As of early 2019, bpfilter is still under development and not usable yet. The basic skeleton is here and may even be activated in 4.18+ kernels, but does not do much for now as it is not complete. The code required for translating iptables rules to BPF bytecode, although submitted along the original RFC, has not made it to the kernel at this time.
Once it gets ready, there should not be any specific tooling required. Bpfilter will likely be enabled with something such as modprobe bpfilter
, and then the whole idea is to transparently replace the back end, while leaving the front end untouched: so iptables
should be the only tool required for handling the rules, without any particular option required. Additionally, the bpftool
allows to inspect the eBPF programs (including iptables rules translated by bpfilter) loaded in the kernel.

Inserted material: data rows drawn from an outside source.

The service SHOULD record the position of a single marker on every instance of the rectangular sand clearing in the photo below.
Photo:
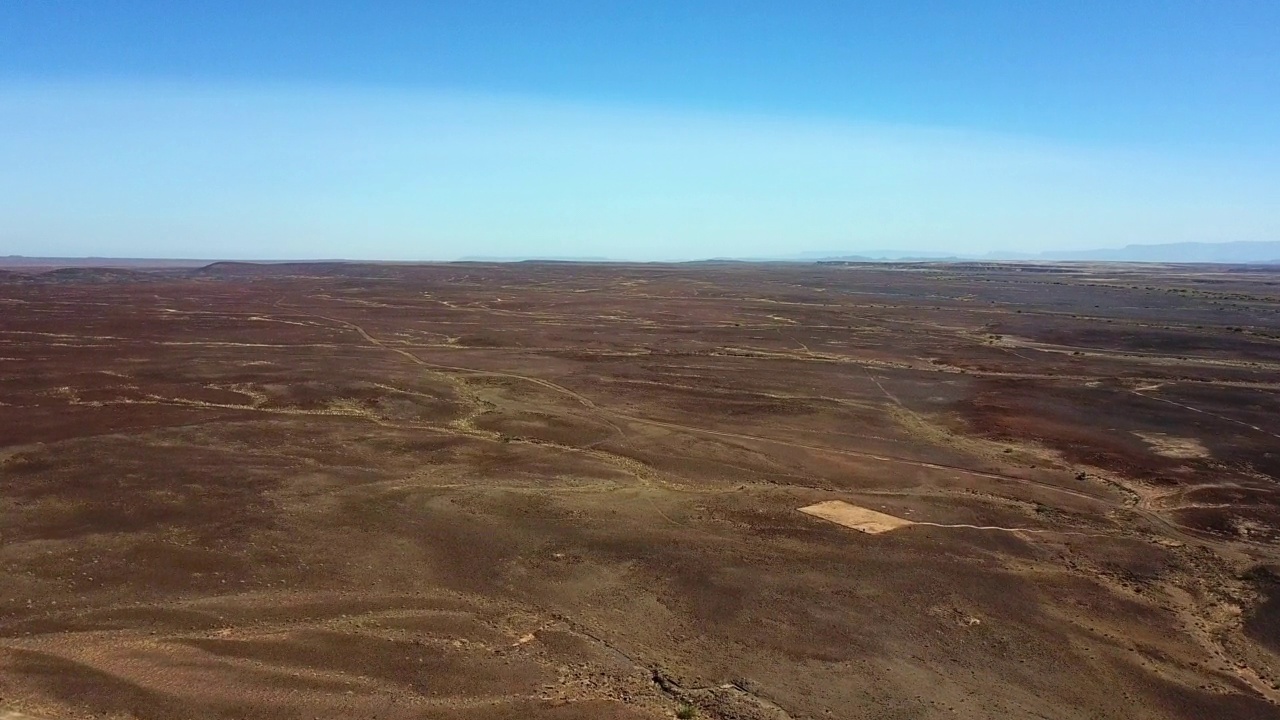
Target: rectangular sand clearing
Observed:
(854, 516)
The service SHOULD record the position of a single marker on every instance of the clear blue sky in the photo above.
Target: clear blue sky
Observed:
(661, 130)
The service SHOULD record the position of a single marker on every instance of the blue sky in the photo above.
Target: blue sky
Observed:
(657, 131)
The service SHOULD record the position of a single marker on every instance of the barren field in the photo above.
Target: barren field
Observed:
(552, 491)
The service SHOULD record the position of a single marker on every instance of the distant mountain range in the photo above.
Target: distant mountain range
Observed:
(1262, 253)
(1266, 253)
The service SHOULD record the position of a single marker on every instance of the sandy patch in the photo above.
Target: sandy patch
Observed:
(1170, 446)
(854, 516)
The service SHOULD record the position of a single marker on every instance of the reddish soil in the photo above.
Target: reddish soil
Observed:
(572, 491)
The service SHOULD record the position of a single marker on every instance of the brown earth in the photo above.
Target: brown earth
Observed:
(572, 492)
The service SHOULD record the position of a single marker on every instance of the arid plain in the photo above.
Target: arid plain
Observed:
(561, 491)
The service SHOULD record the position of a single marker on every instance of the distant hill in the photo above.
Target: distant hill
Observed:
(1266, 253)
(1234, 253)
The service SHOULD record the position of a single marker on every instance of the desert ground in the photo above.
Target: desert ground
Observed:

You can check this if you want in the following video (disclaimer: by my company), which shows how we used bpfilter with a classic iptables rule (we had patched the kernel with the code from the RFC; and executing the bpfilter.ko in the console will not be necessary on the final version).
You can still attach BPF programs to the XDP hook (at the driver level), even without using bpfilter, to get much better performance than what netfilter offers. However, you would have to completely rewrite your rules as C programs, compile them into eBPF with clang, and load them with e.g. the ip
tool (from iproute2). I don't know if this would match your “feature set”. Depending on how strong is your need, another drastic option could be to move your packet processing to user space and to reimplement your setup with the DPDK framework.